Looking for definitive recipes
September 29, 2004 8:16 AM   Subscribe

While the foodies are reading and posting....

Your definitive [*] recipes please. By definitive I mean that the recipe is good, the food so tasty, that it seems a ridiculous idea to you now to even consider preparing [*] in any other way. Nay, you could even consider yourself fulfilled if you never even tasted [*] prepared in another way before you died....(More inside).

Mine are Marcella Hazan's for roast chicken with two lemons and Pierre Franey's for lamb chops with garlic, parsley, butter and red wine vinegar sauce. Since first making these, I am happily uninterested in any other way of roasting chicken or any other way of dishing up a lamb chop.

I am looking for your equivalent "definitive" recipes, for a pork roast, or a club sandwich, or a summer salad, or a smoothie, or whatever.

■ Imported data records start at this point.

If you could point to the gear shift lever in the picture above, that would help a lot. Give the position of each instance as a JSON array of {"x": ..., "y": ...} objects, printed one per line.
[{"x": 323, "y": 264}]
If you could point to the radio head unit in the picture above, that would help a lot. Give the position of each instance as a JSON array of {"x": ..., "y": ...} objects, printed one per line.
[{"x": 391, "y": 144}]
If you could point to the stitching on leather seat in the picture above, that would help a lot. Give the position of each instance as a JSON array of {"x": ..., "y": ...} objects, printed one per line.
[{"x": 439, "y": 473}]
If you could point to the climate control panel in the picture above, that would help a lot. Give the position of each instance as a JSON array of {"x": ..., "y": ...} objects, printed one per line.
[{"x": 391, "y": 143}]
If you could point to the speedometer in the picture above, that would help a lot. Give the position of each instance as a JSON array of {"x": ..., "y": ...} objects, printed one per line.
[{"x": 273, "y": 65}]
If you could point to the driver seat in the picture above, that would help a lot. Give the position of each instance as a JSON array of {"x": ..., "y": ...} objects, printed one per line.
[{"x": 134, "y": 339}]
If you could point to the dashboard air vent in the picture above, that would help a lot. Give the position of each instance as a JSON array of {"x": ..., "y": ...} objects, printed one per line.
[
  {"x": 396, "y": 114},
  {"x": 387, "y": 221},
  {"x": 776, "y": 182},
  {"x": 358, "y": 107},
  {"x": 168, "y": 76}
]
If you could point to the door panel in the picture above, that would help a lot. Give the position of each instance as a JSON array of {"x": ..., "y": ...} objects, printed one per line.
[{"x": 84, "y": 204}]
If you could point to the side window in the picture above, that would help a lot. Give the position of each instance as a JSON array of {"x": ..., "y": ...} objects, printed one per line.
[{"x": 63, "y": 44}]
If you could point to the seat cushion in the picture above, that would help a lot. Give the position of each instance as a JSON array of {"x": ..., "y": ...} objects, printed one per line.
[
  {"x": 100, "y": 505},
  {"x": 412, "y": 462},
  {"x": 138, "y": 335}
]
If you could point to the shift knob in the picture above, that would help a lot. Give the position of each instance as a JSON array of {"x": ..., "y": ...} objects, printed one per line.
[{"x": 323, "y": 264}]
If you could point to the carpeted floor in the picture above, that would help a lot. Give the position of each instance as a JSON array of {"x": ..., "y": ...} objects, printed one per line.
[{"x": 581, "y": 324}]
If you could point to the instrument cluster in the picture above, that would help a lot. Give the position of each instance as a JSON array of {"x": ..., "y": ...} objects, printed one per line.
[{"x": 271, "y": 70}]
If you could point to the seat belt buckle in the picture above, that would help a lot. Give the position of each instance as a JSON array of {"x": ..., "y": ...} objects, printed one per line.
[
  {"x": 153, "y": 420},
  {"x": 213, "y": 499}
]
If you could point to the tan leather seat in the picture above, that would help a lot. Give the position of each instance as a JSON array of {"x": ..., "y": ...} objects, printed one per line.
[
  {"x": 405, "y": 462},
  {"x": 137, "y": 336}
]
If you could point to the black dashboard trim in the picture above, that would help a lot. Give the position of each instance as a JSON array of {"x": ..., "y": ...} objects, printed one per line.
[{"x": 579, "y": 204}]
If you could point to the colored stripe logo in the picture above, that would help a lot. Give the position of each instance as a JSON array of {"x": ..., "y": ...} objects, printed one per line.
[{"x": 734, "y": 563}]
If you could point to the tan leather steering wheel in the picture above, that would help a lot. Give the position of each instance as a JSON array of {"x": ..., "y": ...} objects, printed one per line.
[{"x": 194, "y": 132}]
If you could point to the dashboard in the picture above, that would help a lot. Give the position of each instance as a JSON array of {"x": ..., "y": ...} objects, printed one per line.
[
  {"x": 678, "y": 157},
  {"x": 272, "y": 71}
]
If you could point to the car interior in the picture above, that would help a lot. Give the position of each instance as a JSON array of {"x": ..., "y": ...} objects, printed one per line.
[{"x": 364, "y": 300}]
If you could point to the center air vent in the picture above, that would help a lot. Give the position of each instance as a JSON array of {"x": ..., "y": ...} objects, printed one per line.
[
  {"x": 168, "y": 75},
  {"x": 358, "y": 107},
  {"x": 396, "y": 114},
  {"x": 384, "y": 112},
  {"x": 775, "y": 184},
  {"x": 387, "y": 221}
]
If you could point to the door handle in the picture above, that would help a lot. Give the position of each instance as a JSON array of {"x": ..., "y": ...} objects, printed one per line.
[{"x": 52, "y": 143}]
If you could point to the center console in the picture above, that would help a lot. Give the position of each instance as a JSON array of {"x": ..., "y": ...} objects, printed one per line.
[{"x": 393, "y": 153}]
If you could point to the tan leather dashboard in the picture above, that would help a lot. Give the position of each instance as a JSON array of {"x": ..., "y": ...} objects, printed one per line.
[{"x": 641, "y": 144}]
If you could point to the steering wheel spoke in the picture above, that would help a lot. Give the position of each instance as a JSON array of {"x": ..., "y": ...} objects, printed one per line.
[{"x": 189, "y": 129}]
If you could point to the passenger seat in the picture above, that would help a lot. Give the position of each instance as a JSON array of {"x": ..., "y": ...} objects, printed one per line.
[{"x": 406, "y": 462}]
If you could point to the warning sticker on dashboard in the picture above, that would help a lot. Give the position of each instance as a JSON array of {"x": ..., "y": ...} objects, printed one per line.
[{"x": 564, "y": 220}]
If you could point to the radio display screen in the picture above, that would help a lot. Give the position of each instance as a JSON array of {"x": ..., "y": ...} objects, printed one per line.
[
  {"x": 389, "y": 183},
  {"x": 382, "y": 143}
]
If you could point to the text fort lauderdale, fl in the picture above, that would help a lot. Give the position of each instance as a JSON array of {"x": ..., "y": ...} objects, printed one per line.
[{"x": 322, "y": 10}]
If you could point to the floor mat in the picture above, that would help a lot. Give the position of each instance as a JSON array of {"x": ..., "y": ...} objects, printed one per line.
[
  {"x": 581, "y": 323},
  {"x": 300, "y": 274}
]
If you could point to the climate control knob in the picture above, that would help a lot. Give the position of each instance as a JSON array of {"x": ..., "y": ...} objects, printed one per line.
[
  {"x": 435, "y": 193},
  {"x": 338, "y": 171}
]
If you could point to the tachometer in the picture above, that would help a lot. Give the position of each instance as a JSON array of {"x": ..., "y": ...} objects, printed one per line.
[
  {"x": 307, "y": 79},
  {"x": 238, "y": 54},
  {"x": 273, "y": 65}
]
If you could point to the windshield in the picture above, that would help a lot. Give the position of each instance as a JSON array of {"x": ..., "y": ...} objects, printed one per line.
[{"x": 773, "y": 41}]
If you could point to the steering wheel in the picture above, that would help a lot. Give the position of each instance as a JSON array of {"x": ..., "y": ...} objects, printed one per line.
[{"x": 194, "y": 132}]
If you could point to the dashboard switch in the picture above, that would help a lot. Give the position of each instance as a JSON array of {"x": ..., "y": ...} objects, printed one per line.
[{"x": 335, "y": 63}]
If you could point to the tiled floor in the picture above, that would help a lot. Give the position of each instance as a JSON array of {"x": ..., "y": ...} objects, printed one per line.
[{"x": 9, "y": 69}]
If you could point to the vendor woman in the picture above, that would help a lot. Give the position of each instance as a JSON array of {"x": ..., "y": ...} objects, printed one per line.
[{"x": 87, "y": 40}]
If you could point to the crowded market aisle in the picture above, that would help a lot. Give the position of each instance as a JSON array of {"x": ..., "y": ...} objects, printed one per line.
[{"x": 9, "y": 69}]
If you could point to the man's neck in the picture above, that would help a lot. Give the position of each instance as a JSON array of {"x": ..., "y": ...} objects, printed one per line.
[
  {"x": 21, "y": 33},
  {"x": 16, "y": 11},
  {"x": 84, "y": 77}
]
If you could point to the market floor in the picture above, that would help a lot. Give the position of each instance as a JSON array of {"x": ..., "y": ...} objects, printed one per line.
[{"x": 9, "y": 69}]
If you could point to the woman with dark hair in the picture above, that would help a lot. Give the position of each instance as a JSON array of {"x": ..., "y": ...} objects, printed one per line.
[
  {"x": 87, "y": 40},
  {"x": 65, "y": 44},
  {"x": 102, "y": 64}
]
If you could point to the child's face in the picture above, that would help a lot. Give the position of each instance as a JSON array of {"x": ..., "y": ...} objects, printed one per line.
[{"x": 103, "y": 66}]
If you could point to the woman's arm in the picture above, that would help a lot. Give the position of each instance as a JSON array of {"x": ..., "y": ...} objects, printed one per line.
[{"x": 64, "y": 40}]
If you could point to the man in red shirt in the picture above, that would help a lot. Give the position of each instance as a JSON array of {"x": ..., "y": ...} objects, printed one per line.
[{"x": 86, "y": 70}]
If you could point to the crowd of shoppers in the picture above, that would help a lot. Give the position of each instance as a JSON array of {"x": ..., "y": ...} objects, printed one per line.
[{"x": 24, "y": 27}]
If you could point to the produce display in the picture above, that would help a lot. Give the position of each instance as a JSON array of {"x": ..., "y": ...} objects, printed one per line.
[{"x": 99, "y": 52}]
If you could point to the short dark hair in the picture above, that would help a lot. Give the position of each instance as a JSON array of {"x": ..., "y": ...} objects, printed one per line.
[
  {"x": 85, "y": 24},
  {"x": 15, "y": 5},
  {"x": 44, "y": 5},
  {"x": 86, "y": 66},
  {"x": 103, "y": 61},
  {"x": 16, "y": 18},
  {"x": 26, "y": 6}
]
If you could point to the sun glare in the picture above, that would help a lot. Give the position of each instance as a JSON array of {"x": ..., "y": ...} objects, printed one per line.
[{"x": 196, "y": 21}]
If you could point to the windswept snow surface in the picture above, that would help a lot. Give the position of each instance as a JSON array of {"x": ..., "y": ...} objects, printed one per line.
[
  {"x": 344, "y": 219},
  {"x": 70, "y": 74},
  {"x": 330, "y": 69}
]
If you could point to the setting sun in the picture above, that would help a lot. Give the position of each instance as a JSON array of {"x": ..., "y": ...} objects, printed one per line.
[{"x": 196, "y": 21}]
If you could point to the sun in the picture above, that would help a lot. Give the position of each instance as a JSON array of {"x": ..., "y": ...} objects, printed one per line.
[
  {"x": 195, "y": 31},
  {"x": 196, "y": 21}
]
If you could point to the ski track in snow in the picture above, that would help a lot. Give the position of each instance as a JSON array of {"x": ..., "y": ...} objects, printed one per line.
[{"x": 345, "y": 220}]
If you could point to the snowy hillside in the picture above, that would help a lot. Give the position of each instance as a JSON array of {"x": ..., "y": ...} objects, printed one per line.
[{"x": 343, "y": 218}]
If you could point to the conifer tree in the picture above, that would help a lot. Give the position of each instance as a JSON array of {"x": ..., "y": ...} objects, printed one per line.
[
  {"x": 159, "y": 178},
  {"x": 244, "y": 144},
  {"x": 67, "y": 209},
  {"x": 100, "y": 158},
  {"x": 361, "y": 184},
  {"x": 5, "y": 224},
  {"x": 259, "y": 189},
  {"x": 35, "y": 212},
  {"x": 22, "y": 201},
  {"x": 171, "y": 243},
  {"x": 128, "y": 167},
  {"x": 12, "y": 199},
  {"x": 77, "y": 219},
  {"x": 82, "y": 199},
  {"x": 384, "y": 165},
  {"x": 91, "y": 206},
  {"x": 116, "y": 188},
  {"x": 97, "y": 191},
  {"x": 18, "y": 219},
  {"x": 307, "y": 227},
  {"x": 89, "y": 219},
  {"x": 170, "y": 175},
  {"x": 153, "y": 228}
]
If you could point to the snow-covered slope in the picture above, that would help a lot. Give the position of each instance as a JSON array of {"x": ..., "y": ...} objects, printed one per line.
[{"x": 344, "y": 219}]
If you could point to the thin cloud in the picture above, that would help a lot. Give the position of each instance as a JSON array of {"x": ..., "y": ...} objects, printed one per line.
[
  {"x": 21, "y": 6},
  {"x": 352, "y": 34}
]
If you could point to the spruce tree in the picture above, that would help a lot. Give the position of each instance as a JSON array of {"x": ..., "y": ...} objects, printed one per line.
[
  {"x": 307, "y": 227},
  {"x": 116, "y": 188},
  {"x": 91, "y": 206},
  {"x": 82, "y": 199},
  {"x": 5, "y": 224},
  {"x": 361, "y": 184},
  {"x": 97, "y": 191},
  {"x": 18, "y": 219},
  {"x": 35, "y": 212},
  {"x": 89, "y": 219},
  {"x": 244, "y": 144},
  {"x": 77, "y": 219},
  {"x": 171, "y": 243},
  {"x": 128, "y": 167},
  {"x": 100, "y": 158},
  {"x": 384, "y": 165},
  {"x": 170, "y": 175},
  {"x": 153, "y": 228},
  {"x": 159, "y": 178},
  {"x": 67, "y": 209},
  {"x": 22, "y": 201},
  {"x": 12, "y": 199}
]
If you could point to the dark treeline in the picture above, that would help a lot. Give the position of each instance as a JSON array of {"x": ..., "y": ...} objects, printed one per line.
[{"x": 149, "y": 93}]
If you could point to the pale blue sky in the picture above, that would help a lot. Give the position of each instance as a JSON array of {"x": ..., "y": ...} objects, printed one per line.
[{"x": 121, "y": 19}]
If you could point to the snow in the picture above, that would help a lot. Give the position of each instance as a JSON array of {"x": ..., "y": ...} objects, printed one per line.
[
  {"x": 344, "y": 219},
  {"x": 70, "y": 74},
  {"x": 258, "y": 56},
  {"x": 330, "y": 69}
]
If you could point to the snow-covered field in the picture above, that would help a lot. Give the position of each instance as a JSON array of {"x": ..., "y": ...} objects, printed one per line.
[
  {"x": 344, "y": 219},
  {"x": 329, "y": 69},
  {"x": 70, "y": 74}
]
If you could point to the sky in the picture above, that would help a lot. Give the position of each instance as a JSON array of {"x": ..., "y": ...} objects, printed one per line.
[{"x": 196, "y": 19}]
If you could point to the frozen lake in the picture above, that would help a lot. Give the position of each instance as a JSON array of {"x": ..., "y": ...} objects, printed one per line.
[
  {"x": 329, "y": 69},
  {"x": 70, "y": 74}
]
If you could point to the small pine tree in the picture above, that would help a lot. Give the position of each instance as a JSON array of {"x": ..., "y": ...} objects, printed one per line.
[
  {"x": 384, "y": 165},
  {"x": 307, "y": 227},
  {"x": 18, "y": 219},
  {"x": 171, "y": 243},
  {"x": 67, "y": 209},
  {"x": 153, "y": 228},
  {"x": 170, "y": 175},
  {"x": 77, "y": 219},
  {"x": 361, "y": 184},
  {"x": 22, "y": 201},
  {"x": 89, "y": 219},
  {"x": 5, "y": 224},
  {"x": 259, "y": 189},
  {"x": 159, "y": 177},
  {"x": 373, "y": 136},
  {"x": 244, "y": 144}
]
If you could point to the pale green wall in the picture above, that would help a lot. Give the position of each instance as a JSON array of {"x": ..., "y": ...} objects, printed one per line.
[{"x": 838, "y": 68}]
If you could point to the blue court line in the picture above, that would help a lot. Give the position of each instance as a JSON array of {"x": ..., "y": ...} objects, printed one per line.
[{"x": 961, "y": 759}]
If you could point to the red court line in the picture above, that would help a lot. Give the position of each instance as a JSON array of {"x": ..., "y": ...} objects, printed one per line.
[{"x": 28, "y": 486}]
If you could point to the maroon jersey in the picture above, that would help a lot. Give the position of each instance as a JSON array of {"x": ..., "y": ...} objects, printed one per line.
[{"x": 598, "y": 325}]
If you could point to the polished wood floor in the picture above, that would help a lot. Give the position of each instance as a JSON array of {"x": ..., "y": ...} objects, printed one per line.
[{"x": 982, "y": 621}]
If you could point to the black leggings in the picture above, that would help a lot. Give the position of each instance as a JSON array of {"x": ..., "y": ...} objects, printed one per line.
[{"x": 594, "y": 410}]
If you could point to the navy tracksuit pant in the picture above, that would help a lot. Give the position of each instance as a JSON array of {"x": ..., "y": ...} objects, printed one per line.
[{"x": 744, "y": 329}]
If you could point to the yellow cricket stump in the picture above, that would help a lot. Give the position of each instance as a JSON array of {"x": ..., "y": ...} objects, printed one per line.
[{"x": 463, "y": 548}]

Oops. My more inside is stuck on the outside.
posted by suleikacasilda to Food & Drink (19 answers total) 5 users marked this as a favorite
I don't really see a reason not to prepare a leg of lamb by boning and butterflying it, trimming the extra fat, sticking it with garlic slivers, and putting it on top of a hell of a lot of diced potatoes with rosemary and grated romano. Stick it in the oven, turn once; sometimes the potatoes have to cook longer than the meat. The end result is good lamb and extraordinary potatoes. (This is also from Marcella Hazan, I think it's in Marcella Cucina.)
posted by kenko at 8:30 AM on September 29, 2004

Grilled cheese:

After you flip the cheese sandwich after browning the first side, pour in a little soy sauce and put a lid over it. The soy sauce will steam-melt the cheese and add nice flavor. Feed this to friends and attractive members of the opposite sex. Always tell people that Shane told you to do this. It was my idea and I'd like to seek a copyright. Maybe just Creative Commons.

Have a good day and always enjoy your cheese.
posted by Shane at 8:40 AM on September 29, 2004 [1 favorite]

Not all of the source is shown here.